Hi,
On 2016-03-23 10:19, Nathan Scott wrote:
> ----- Original Message -----
>> On 2016-03-03 20:42, Marko Myllynen wrote:
>>>
>>> PCP has very complete coverage for system and supporting applications /
>>> infrastructure metrics (like containers, 389 Directory Server, KVM,
>>> Oracle, PostgreSQL, etc.) but there are lots of places where Java
>>> performance metrics would be essential to have in the mix as well.
>
> +1 ... it's high time we tackled this area, so thanks for kick-starting
> a new effort in this direction, Marko. Apologies up-front that my reply
> has turned into an essay too, like your earlier mail, and taken awhile.
It's good to hear that I'm not the only one interested in this area, it
perhaps looked that way given that there's nothing Java related on PCP
roadmap (http://pcp.io/roadmap/).
>>> https://myllynen.fedorapeople.org/pcp-jmx/
>
> The approach pmdajmx has taken has some drawbacks to my eye (that eye
> being jaded^Wfiltered based on experience doing several years of Java
> analysis in a previous life) ...
I think for the sake of those following the thread but not knowing the
history it could be mentioned that the earlier PCP/Java PMDA was the
pmdajstat [1] which was basically a parser for jstat(1) [2] output:
1) http://oss.sgi.com/cgi-bin/gitweb.cgi?p=pcp/pcp.git;a=commit;h=58f3940
2) http://docs.oracle.com/javase/6/docs/technotes/tools/share/jstat.html
> - Running a separate Java process (in addition to a separate perl PMDA)

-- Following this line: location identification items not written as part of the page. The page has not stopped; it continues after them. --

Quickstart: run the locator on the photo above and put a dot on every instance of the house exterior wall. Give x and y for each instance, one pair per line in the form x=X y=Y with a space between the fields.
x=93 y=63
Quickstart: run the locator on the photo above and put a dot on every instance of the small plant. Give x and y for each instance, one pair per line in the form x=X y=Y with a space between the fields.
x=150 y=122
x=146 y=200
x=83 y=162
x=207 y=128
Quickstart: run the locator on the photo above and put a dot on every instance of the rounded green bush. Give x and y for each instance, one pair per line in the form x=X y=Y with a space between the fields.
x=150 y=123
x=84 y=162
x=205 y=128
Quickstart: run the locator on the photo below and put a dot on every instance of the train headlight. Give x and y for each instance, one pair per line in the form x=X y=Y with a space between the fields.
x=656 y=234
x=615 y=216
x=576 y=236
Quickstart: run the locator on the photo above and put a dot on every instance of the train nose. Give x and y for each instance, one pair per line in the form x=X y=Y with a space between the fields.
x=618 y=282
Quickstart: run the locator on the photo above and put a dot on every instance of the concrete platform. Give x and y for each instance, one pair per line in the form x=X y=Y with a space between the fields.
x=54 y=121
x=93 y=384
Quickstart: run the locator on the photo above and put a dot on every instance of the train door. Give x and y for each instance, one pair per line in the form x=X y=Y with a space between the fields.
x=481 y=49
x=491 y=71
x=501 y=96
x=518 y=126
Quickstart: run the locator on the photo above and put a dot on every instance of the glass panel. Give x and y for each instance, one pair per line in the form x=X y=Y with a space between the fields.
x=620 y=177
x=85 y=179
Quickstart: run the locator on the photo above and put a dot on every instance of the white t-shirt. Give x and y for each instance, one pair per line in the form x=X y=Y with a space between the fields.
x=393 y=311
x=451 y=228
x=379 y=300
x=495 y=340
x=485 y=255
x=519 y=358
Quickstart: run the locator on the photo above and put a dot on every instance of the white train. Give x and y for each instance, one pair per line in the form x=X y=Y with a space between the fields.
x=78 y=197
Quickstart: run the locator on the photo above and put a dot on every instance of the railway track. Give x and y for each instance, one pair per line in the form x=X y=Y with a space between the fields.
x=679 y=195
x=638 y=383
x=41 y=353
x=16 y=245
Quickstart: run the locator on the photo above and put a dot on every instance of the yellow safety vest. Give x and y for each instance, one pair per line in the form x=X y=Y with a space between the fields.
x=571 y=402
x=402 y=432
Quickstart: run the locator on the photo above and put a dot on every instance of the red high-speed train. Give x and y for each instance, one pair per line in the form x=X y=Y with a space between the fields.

> is a relatively complex architecture.
>
> pmdajmx.perl <-> PCPJMXConnector.java <-...-> multiple-java-apps
>
> It causes a need for some fancy footwork on the part of pmdajmx, to
> dodge the intermittent high latencies in socket-based communication
> between the java processes, PCPJMXConnector.java, and the perl PMDA.
> (to put in context, this is all more complex than any other PMDA we
> have in PCP today - except perhaps for pmdajson).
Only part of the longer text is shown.